Ford acquired Volvo in 1998 for $6.45 billion, when the Dearborn, Mich. automaker, enjoying the spoils of its SUV and truck sales, was the world's most profitable automaker. Ford says Volvo will be a global, premium-car brand. Ford also sees Volvo as a stand-alone operation--rather like Mazda, of which Ford owns about one third-- with product-development and parts tied to Ford's divisional brands.

Volvo is part of the company's Premier Automotive Group (PAG), which Ford began dismantling this year when it sold Aston Martin. PAG, with headquarters in Irvine, Calif., was created in 1999 by former Ford CEO Jacques Nasser as an umbrella entity for the luxury brands he acquired late in the decade. In addition to Volvo, PAG also comprised Jaguar, Land Rover, and former Ford unit Aston Martin (sold to private ownership in March).

The company says it is trying to sell its Jaguar and Land Rover brands, and that it anticipates an agreement early next year. Volvo reported losses last quarter which the company says were offset by profits at the combined Jaguar and Land Rover operation.

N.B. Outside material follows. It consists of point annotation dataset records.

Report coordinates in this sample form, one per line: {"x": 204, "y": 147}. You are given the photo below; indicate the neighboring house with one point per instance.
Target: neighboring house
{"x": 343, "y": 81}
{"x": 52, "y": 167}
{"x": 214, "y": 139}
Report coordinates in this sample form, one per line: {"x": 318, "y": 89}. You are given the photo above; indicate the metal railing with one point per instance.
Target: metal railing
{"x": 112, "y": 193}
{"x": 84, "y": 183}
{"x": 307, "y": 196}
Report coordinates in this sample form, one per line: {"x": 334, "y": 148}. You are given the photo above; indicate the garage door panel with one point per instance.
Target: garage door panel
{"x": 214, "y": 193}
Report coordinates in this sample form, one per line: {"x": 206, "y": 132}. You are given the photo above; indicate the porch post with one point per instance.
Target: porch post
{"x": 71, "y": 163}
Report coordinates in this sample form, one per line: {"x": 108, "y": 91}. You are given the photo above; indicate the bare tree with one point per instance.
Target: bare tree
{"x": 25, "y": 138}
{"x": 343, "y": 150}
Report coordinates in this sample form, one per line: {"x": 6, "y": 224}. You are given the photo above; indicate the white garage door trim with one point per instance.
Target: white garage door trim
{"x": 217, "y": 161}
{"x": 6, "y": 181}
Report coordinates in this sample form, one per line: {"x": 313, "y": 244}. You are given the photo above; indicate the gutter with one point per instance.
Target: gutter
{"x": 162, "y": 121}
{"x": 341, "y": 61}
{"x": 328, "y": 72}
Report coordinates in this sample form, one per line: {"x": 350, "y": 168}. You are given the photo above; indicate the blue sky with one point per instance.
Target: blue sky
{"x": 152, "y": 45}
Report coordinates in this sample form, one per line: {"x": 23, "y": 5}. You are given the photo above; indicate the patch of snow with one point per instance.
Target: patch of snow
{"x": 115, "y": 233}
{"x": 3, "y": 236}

George Magliano, director of automotive research for the Americas for Lexington, Mass.-based consultancy Global Insight, says Volvo's sweet spot in the U.S. market is as a niche brand in the near-luxury market.

"Turning Volvo into a true global luxury brand like BMW--that's going to be tough. It's a brand equity issue right now," he says. "Volvo is not perceived in the same frame of mind as BMW and Mercedes. The price point is lower, and they don't have the vehicle lineup."

He also warns that linking Volvo product development to Ford's is risky. "That is one of the many reasons Jaguar is in the straits they are today," he says, referring to vehicles like the X-Type, which was an effort to build Jaguar share in 2002 with an entry-level vehicle. "You can work all you want on Ford, but if you start getting Ford design cues into Volvo it's not going to work."

The other issue for Volvo will be that its brand equity has for so long been associated with safety. But, notes Magliano, "most everyone else has that now."